Based on the previous evaluation of the homologous data and the sampling points of the FPS method, we added the factor of two homologous data to the initial training dataset as the training dataset and used the point cloud obtained from the MMW system as the test dataset, with the number of sampling points set to 8192, and performed the training for 300 epochs. The training results are shown in Fig. 7(a). The blue data in the figure represents the accuracy rate of the training dataset, which reaches 0.998 after 300 epochs. The orange data represents the accuracy rate of the test dataset, which reaches 0.996 after 300 epochs. These training results show that we have achieved a very high accuracy rate in model training.
Additionally, the loss value is crucial in evaluating trained models, as it serves as the core metric for assessing predictive performance and guiding model optimization. In the PointNet + + classification model, cross-entropy is used as the loss function, represented as the average cross-entropy loss across all samples [24]. When the predicted and actual classes differ significantly, the loss value is high; conversely, the loss value is low when the predicted and actual classes are similar [38]. By calculating the loss function value, the model can quantify the difference between the current predictions and the true values. As shown in Fig. 7(b), the blue line represents the train mean loss, while the orange line represents the test mean loss. The train mean loss rapidly decreases and converges within the first 30 epochs, ultimately approaching zero, indicating that the model is highly fitted to the training data. The test mean loss also decreases rapidly within the first 40 epochs, then fluctuates slightly, but eventually approaches zero, demonstrating good generalization performance on the test data. Moreover, the train loss and test loss run almost parallel, with the test loss slightly higher than the train loss, indicating consistent performance between training and testing data and no significant overfitting. In summary, the trained model exhibits ideal performance on both training and test data, showcasing strong learning capability and generalization ability.

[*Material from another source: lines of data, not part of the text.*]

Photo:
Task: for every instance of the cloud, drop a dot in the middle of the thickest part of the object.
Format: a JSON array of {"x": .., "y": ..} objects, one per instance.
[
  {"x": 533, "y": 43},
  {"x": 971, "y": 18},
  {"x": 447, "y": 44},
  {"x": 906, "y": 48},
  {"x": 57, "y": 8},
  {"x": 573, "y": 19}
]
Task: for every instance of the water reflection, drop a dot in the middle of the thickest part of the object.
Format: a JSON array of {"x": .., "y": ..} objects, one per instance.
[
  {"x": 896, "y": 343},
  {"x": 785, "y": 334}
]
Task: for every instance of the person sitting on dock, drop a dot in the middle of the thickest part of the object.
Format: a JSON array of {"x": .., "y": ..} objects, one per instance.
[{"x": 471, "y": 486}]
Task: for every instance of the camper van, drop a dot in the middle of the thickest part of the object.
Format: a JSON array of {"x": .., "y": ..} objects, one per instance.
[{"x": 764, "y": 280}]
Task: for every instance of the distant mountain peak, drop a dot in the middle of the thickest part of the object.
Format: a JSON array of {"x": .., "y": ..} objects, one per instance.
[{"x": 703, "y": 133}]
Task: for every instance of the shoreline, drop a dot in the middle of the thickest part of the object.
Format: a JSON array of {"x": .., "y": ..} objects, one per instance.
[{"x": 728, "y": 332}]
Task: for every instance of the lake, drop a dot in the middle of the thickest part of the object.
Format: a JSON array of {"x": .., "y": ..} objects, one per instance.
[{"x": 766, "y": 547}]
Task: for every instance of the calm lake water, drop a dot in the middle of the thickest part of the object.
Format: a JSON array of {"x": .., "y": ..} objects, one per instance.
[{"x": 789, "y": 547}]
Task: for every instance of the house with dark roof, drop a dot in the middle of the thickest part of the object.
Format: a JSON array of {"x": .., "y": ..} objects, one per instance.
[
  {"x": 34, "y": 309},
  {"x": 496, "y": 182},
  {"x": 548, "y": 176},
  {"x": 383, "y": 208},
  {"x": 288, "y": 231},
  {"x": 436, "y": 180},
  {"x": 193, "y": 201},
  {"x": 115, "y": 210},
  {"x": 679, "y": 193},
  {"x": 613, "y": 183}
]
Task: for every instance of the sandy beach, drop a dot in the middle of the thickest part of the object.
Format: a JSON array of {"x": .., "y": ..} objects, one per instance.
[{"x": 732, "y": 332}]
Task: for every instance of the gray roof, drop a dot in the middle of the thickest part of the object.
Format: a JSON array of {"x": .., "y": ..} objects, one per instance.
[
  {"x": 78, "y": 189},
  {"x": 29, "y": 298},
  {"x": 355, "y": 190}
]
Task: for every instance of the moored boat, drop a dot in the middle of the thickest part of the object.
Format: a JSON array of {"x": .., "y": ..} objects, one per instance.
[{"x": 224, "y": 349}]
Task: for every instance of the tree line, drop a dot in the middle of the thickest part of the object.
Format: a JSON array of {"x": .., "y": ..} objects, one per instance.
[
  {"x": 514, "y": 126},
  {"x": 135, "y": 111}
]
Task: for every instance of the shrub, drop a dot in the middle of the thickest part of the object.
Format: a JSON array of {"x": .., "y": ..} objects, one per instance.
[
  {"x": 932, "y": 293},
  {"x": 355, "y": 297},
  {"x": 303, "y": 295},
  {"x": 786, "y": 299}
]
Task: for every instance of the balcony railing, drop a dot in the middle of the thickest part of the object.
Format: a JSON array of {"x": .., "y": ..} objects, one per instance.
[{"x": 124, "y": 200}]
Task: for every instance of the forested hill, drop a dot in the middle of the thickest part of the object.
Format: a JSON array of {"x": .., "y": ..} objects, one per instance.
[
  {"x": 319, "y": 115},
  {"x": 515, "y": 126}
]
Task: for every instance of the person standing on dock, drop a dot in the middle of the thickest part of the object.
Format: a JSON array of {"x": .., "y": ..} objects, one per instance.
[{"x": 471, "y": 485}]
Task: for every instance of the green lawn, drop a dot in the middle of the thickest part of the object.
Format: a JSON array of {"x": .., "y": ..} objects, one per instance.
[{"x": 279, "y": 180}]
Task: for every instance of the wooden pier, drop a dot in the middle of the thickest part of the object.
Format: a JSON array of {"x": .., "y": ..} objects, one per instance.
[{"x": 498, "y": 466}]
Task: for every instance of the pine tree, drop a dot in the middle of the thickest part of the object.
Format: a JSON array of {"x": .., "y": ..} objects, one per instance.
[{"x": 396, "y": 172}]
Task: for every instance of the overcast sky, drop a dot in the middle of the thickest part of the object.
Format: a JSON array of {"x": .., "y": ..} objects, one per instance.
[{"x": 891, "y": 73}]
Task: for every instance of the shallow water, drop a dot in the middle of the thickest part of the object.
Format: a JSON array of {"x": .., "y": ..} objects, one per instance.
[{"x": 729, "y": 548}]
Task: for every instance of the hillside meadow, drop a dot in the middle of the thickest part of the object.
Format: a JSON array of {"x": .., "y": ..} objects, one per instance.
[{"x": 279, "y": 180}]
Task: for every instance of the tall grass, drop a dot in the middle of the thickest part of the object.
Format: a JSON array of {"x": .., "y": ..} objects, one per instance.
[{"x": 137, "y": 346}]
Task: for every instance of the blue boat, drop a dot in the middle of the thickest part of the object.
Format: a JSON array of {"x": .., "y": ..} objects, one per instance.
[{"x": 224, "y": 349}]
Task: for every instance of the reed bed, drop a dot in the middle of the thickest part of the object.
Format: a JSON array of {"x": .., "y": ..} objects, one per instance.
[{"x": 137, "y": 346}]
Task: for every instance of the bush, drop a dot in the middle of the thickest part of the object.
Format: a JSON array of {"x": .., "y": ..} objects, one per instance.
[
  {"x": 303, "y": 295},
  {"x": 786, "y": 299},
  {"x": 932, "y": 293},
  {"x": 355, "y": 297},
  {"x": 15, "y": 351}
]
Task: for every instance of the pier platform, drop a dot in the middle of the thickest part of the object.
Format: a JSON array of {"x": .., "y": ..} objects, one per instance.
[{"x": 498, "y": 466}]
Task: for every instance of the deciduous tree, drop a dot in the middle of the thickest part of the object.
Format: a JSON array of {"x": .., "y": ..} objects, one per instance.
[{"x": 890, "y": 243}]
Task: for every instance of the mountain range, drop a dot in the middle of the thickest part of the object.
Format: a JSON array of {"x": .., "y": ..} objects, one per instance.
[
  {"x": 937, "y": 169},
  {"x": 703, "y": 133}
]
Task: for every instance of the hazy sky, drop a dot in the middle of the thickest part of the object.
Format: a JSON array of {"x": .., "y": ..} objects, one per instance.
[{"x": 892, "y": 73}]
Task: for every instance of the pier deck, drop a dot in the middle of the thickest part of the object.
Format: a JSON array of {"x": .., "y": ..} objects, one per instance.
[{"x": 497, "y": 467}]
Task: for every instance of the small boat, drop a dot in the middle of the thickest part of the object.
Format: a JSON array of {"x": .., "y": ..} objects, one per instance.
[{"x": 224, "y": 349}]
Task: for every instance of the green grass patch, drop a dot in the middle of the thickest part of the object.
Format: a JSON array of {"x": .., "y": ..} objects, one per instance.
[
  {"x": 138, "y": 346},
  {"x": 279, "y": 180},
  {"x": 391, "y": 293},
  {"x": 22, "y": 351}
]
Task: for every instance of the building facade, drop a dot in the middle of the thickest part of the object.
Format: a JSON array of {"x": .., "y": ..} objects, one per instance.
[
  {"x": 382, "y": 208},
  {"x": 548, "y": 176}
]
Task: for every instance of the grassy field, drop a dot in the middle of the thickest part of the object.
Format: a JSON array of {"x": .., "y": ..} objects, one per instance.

In order to evaluate the trained model, each sample in Fig. 2(b) is transformed by scaling down by a factor of 0.95 and shifting to the right by 0.5 cm as an evaluation dataset input to the trained model. The data used for evaluation are point clouds of 11 hammers, 11 knives, 12 pistols, 13 scissors, and 12 wrenches. The prediction results are shown in Fig. 8. For the available samples, the trained model classified all objects correctly, which conforms with a high accuracy rate of 99.6%.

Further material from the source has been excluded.